The implementation of China’s New Energy Vehicle Mandate Policy has left carmakers in China with no option other than investing in EV manufacturing. They will have to find customers for the EVs they build. The need to meet credit requirements under the policy, which will become more pronounced in the coming years, will push the manufacturers of EVs to keep the prices in control to make their vehicles affordable.
Of course, the naturally growing demand for the vehicles, and the nudge from the government, will also continue to help sale.
However, not all EV players will survive. Some 500 companies are registered to make EVs in China. Taking advantage of the subsidies offered by the government, many inefficient EV makers had cropped up in the Chinese market. Some have survived solely because of the subsidy offered by the government. With no subsidies, their survival is doubtful, and the industry may see consolidation.

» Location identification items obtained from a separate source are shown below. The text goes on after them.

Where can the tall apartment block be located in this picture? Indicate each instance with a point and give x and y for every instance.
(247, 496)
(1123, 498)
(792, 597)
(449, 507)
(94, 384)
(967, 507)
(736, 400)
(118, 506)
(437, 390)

The elimination of state subsidies has levelled the playing field for foreign players. As a result, China’s EV industry may get more foreign investment. The foreign players making convention fuel vehicles will need to invest in the EV industry to meet the credit requirement or will have to buy credits from others. Many foreign players have already formed joint ventures with Chinese EV makers.
Therefore, experts believe, the net effect of the withdrawal of the subsidies given by the Chinese government for a decade may be positive.